Aquí van cuatro propuestas inmediatas que marcarían con fuerza el temperamento del nuevo gobierno y que confirmarían su compromiso con la modernidad. La clave de ellas es su inmediatez, su simplicidad y, especialmente, su potencia.

Una semana laboral de 40 horas

En ningún país moderno la semana de trabajo supera las 40 horas. En Chile, sin embargo, es de 45 horas.

Durante el 2012, los chilenos trabajaron, en promedio, 2.029 horas; entre el 2011 y el 2012, el promedio de horas trabajadas fue de 2.154. En Nueva Zelandia, en contraste, en el 2012 el número de horas fue 1.739; en Holanda, 1.381, y en Portugal, 1.691. En EE.UU., un país considerado trabajólico, el número de horas trabajadas fue, en 2012, tan sólo de 1.789.

Reducir la semana laboral a 40 horas sería una indicación clara de que el compromiso con la modernidad va más allá de las frases rimbombantes de campañas. Esta medida sería particularmente beneficiosa para las mujeres, quienes tendrían casi 300 horas adicionales, cada año, para estar con sus familias.

Más de alguien podría argumentar que una semana laboral más corta tendría un efecto negativo sobre la producción nacional. Es posible que así sea, pero no creo que el efecto sea demasiado alto. Más aún, es posible atenuarlo por medio de dos medidas tan simples como contundentes.

La primera es reducir el número de feriados. Chile es uno de los países con el mayor número de asuetos en el mundo entero: 14 cada año. Esto es el doble que México y más que en Argentina, Brasil y Perú. Suprimir tres o cuatro feriados religiosos -especialmente los decretados por Pinochet- sería un paso importante. No sólo paliaría los efectos de una semana laboral más corta, sino que además confirmaría el compromiso de la nueva administración con un Estado laico, respetuoso de todas las religiones.

La segunda medida paliativa sería una flexibilización de las regulaciones laborales, que permitiera que empleadores y empleados lleguen a acuerdos sobre cómo distribuir las 40 horas semanales.
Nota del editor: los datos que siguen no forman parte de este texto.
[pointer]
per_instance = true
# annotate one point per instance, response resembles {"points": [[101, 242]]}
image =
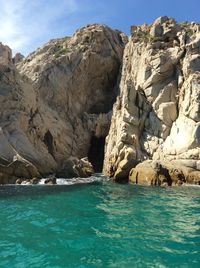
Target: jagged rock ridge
{"points": [[157, 114], [55, 100]]}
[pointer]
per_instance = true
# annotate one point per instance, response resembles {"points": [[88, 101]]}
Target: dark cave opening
{"points": [[96, 153], [48, 140]]}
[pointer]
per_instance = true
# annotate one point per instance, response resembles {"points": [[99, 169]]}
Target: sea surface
{"points": [[99, 224]]}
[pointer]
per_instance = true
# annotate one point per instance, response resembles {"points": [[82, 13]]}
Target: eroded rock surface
{"points": [[55, 100], [157, 115]]}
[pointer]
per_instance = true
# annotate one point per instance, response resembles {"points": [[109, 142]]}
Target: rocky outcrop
{"points": [[157, 114], [55, 100]]}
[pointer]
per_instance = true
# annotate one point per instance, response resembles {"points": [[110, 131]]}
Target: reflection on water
{"points": [[99, 225]]}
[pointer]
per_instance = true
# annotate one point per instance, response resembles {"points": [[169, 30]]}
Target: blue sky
{"points": [[26, 24]]}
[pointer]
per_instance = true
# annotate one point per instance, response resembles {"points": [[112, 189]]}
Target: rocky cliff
{"points": [[156, 118], [56, 101], [56, 105]]}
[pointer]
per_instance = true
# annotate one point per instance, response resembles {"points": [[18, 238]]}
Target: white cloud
{"points": [[24, 22]]}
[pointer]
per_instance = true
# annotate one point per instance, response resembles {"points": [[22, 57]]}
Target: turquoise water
{"points": [[99, 225]]}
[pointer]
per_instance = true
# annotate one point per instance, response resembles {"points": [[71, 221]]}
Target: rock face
{"points": [[157, 114], [54, 101]]}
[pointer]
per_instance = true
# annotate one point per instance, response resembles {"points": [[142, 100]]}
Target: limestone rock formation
{"points": [[157, 114], [55, 100]]}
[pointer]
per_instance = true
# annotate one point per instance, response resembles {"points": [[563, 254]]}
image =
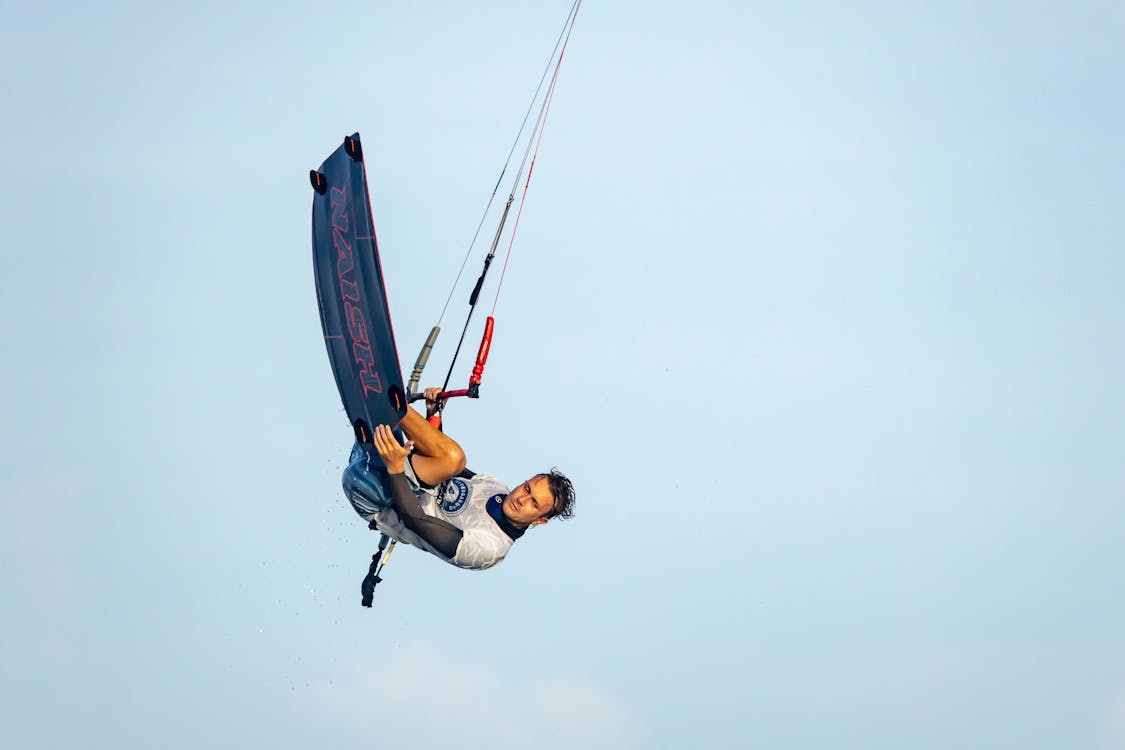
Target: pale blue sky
{"points": [[820, 306]]}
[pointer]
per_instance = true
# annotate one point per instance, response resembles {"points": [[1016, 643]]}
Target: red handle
{"points": [[483, 352]]}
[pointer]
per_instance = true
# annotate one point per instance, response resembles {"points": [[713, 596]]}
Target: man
{"points": [[423, 495]]}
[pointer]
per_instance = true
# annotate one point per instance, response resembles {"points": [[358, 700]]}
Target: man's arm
{"points": [[437, 455], [440, 534]]}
En la mayoría de los casos se continuará con el arreglo convencional de ocho horas al día; pero habrá situaciones donde los arreglos serán diferentes, como por ejemplo, cuatro días de 10 horas. Medidas dentro de estas líneas fueron anunciadas el martes pasado por François Hollande, otro presidente socialista desesperado por mover a su país hacia la modernidad.

Eliminar el IVA al libro

En Chile se lee muy poco. Y los que lo hacen no entienden lo que leen o, según me aclararon una vez, no entienden la primera vez que leen un texto. Y un país sin lectores o con lectores iletrados no puede progresar. Entre las muchas razones por las que la gente no lee está el altísimo precio de los libros.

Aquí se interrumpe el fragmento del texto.